Sophie

Sophie

distrib > Scientific%20Linux > 5x > x86_64 > by-pkgid > 27922b4260f65d317aabda37e42bbbff > files > 356

kernel-2.6.18-238.el5.src.rpm

From: Jeff Moyer <jmoyer@redhat.com>
Date: Tue, 3 Nov 2009 11:36:36 -0500
Subject: [block] cfq-iosched: add close cooperator code
Message-id: 1257266206-24003-3-git-send-email-jmoyer@redhat.com
O-Subject: [PATCH 02/12] cfq-iosched: add close cooperator code
Bugzilla: 456181 448130 427709
RH-Acked-by: Rik van Riel <riel@redhat.com>
RH-Acked-by: Josef Bacik <josef@redhat.com>
RH-Acked-by: Vivek Goyal <vgoyal@redhat.com>
RH-Acked-by: Jeff Layton <jlayton@redhat.com>

This is a backport of commit a36e71f996e25d6213f57951f7ae1874086ec57e:

    If we have processes that are working in close proximity to each
    other on disk, we don't want to idle wait.
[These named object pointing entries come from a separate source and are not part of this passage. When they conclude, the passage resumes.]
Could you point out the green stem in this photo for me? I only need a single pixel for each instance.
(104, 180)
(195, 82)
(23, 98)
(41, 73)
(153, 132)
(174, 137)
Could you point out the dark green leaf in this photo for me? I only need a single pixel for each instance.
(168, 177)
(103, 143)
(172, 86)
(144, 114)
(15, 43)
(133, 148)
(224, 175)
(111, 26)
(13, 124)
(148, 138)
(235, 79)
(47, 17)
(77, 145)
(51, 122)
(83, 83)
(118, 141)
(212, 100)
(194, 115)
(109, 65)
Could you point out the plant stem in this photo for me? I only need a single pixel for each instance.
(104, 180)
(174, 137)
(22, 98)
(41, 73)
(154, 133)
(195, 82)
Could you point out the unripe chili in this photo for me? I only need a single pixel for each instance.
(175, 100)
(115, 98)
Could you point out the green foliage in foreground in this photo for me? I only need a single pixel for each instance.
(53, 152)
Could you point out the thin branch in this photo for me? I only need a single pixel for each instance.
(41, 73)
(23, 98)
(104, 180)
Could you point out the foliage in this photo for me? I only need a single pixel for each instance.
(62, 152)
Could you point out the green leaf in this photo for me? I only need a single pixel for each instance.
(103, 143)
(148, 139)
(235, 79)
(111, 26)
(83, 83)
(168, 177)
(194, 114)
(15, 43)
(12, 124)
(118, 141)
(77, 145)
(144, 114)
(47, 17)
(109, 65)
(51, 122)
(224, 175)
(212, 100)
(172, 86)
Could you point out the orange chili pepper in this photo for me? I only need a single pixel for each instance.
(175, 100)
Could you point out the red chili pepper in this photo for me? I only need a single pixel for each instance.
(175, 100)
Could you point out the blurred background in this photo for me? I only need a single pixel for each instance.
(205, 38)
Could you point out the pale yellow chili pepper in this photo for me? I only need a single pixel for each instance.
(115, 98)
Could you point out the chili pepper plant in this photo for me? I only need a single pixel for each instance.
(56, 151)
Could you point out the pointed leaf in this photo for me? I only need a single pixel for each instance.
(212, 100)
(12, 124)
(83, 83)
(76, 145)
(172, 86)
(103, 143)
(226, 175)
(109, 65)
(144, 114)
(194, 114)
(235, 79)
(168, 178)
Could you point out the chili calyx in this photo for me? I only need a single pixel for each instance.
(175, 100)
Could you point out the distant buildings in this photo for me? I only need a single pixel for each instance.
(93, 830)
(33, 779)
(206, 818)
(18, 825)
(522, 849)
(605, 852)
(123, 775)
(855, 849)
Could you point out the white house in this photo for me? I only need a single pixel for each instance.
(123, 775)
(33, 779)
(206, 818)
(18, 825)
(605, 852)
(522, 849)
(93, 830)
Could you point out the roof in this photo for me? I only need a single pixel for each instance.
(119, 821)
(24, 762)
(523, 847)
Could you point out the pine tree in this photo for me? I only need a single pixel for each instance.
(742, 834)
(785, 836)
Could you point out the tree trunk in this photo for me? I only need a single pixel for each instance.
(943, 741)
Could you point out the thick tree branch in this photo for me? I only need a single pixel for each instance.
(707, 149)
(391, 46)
Instead allow the close
    process to issue a request, getting better aggregate bandwidth.
    The anticipatory scheduler has similar checks, noop and deadline do
    not need it since they don't care about process <-> io mappings.

    The code for CFQ is a little more involved though, since we split
    request queues into per-process contexts.

    This fixes a performance problem with eg dump(8), since it uses
    several processes in some silly attempt to speed IO up. Even if
    dump(8) isn't really a valid case (it should be fixed by using
    CLONE_IO), there are other cases where we see close processes
    and where idling ends up hurting performance.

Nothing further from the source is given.